Les relations avec les parents sont toujours quelque chose de délicat, car tout enfant par sa place dans la filiation attend de ses parents d'être le modèle à suivre ce qu'ils ne sont pas souvent.
J'ai longtemps haï mon père pour le travail qu'il faisait, le temps sur la route, sa présence plus qu'erratique, et ses absences à répétition. Je détestais savoir que je serai sans lui constamment, je ne supportait pas les week end où je m'enfermai dans ma chambre pendant qu'il continuait à bosser, on finissait d'ailleurs souvent le dimanche soir en engueulade avant de ne plus se parler. Je le haïssais d'avoir tiré un trait sur ses rêves pour prendre son job de merde qu'il détestait et qui l'éloignait de nous. Comment un détenteur d'un doctorat en biologie marine et en biochimie pouvait finir commercial... Certes il gagnait bien mais tout ca pour du fric? Ca me débectait, me donnait envie de vomir.
Jusqu'à une opération chirurgicale qui a mal tourné... Hémorragie et tout le reste, coma pendant 2 jours, j'ai cru qu'il y passait... J'étais déjà bien vieux, je passai mon temps chez ma copine de l'époque, elle m'a dit un soir "reste c'est pas grave tu iras demain". J'avais ma mère en larme au bout du fil. J'ai pris la voiture et je suis rentré chez moi à 180 sur la rocade. J'ai appris à cette période que si il avait tiré un trait sur ses rêves c'était pour nourrir le petit truc chiant et gueulard qu'ils avaient à la maison (c'est à dire moi). Qu'il avait fait tout ca... Pour moi.
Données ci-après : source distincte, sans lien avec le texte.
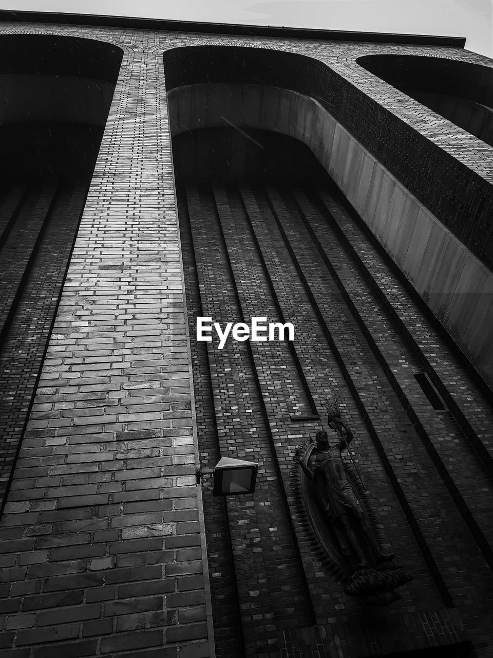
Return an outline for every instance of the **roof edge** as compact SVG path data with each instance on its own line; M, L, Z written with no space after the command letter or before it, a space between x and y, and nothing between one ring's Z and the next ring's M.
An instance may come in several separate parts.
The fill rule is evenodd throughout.
M434 36L425 34L398 34L385 32L357 32L312 28L290 28L264 25L206 23L191 20L168 20L120 16L96 16L62 12L13 11L0 10L0 21L9 22L57 23L64 25L93 25L117 28L139 28L165 32L200 32L209 34L237 34L246 36L291 37L326 41L371 41L417 45L452 46L463 48L465 37Z

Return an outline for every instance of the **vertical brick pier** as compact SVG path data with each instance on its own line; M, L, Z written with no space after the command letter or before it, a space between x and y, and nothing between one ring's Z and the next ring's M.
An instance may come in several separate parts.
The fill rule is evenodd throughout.
M162 51L128 36L1 521L6 658L214 655Z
Qu'il s'était éloigné... Pour moi.
Je ne l'avais jamais vu ainsi, mais la seule chose qui le permettait de tenir dans un boulot qui lui donnait envie de vomir c'était de savoir qu'il le faisait pour ses enfants... Ce jour là j'ai réellement vomi, de dégout envers moi, je me suis aussi pété la main en tapant dans un mur, tout cette colère que j'avais envers lui, je la retournai maintenant envers moi... Je n'avais rien compris, et il ne m'avait rien expliqué....
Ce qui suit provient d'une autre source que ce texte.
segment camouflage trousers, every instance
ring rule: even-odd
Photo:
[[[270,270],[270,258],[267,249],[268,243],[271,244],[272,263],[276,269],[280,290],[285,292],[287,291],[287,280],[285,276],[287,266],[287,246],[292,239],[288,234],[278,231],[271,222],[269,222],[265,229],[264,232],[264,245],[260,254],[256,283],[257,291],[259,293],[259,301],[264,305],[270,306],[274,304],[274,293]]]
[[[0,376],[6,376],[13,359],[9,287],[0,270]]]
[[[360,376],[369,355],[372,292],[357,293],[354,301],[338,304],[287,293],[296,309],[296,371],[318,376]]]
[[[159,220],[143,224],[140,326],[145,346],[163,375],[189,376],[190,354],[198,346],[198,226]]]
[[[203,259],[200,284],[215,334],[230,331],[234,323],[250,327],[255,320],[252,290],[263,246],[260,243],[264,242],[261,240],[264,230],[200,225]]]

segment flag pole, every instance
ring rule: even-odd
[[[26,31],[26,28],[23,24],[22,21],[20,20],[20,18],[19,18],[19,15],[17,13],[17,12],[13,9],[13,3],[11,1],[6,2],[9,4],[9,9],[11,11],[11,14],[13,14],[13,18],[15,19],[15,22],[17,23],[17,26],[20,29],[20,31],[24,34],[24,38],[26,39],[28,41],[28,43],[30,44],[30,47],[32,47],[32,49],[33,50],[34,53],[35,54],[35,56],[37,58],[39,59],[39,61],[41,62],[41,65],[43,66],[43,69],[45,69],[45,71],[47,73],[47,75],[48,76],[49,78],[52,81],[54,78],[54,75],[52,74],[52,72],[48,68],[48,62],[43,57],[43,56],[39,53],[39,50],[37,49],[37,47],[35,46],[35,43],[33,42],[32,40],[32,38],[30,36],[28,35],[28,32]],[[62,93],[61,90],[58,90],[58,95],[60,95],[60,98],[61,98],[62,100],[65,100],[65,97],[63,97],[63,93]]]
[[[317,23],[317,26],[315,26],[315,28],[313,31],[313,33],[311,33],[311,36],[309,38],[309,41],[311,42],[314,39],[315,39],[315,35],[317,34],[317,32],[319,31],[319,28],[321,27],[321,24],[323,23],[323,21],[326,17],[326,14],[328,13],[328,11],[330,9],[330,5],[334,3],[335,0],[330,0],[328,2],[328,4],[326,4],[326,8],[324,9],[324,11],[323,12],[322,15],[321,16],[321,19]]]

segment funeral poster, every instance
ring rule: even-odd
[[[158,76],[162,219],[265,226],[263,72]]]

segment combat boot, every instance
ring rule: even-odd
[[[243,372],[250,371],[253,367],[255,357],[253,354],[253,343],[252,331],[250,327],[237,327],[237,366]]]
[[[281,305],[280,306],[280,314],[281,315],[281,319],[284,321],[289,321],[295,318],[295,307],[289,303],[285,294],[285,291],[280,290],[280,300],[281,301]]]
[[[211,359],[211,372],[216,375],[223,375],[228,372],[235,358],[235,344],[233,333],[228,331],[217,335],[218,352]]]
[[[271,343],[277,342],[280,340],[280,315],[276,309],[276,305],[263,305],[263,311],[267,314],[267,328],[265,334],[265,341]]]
J'ai cru le perdre et je me suis rendu compte que je haïssais pour des choses dont il n'était pas responsable, il était trop fier et trop orgueilleux pour m'expliquer tout ca, et j'étais trop con et trop jeune pour le comprendre.
Je me suis rendu compte depuis qu'il est le seul qui se souvient du prénom de toutes les personnes que j'ai pu croiser (et de mes conquêtes), qu'il a gardé dans un coin des photos de mes premières sorties au ski avec lui (et pourtant dieu seul sait qu'on s'engueulait à ce moment là, j'ai jamais réussi à tenir sur des skis, j'ai toujours préféré les snow, alors que pour lui c'est comme si il mettait des chaussures), il avait aussi gardé des dessins de moi que je déteste, et des cadeaux que je lui ai fait en primaire, et tout cela je ne l'ai jamais su, ou plutôt je n'ai jamais cherché à le savoir.
Les maladies se succèdent et se ressemblent, cancer et rechute, aujourd'hui j'ai de nouveau peur de le perdre, je sais que le temps qu'il nous reste est précieux, et je regrette terriblement ces 22 ans que j'ai passé à le prendre pour un être distant et inexistant dans ma vie, à retourner ma colère et ma frustration sur lui, je regrette surtout nos egos de mâle bouffis de suffisance et de fierté, qui ont amené à cette situation d'incompréhension qui nous a fait perdre un temps que je ne rattraperai jamais.
Nos parents ne sont pas parfaits, ils ne le seront jamais, mais... Mais parfois ils attachent de l'importance à des choses, à des détails pour nous, dont on ne se douterait pas.